Personal information
- Full name: Andrew Simon Barnard
- Born: 3 July 1957 (age 69) Gloucester, Gloucestershire, England
- Batting: Right-handed
- Bowling: Right-arm fast-medium
- Relations: Ed Barnard (son) Mike Barnard (son)

Domestic team information
- 1976–1999: Shropshire

Career statistics
| Competition | List A |
| Matches | 13 |
| Runs scored | 69 |
| Batting average | 13.80 |
| 100s/50s | 0/0 |
| Top score | 28 |
| Balls bowled | 785 |
| Wickets | 13 |
| Bowling average | 33.76 |
| 5 wickets in innings | 0 |
| 10 wickets in match | 0 |
| Best bowling | 4/47 |
| Catches/stumpings | 5/– |
- Source: Cricinfo, 28 July 2011

= Andrew Barnard (cricketer) =

English cricketer (born 1957)

Andrew Simon Barnard (born 3 July 1957) is a former English cricketer. Barnard was a right-handed batsman who bowled right-arm fast-medium. He was born in Gloucester, Gloucestershire and educated at the Priory Boys' Grammar School in Shrewsbury and Loughborough College.

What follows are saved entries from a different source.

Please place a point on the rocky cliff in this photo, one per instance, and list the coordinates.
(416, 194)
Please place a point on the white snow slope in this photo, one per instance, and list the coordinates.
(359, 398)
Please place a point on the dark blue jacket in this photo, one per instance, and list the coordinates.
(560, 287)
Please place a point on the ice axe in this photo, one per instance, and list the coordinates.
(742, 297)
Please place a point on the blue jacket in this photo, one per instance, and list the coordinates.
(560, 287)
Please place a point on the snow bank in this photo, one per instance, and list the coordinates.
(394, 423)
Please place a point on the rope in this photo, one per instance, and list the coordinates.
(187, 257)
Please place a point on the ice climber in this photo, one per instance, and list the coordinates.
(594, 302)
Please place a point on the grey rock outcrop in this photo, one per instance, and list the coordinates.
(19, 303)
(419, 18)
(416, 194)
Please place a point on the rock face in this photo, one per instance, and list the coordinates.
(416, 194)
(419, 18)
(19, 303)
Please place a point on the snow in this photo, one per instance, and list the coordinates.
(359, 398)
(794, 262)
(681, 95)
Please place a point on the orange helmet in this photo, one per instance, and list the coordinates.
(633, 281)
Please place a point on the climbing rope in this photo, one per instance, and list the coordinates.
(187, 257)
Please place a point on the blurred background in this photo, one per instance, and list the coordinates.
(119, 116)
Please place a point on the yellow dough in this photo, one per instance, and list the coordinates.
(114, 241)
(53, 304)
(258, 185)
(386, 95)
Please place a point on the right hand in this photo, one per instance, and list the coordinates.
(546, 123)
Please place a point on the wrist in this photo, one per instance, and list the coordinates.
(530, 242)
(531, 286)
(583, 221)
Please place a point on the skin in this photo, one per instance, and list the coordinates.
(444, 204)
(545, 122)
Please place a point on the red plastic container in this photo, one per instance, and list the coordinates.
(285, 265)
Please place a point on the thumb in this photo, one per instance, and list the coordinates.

Barnard made his debut for Shropshire in the 1976 Minor Counties Championship against Durham. He played Minor counties cricket for Shropshire from 1976 to 1999, making 113 Minor Counties Championship appearances and 18 MCCA Knockout Trophy. He made his List A debut against Surrey in the 1978 Gillette Cup. He made 9 further List A appearances for Shropshire, the last of which came against Middlesex in the 1992 NatWest Trophy. In his 10 List A matches for the county, he took 12 wickets at an average of 31.58, with best figures of 4/47. With the bat, he scored 54 runs at an average of 18.00, with a high score of 28. He also played 4 List A matches for the Minor Counties in the 1985 Benson & Hedges Cup, although without success.

While playing for Shropshire, he was also a member of Shrewsbury Cricket Club.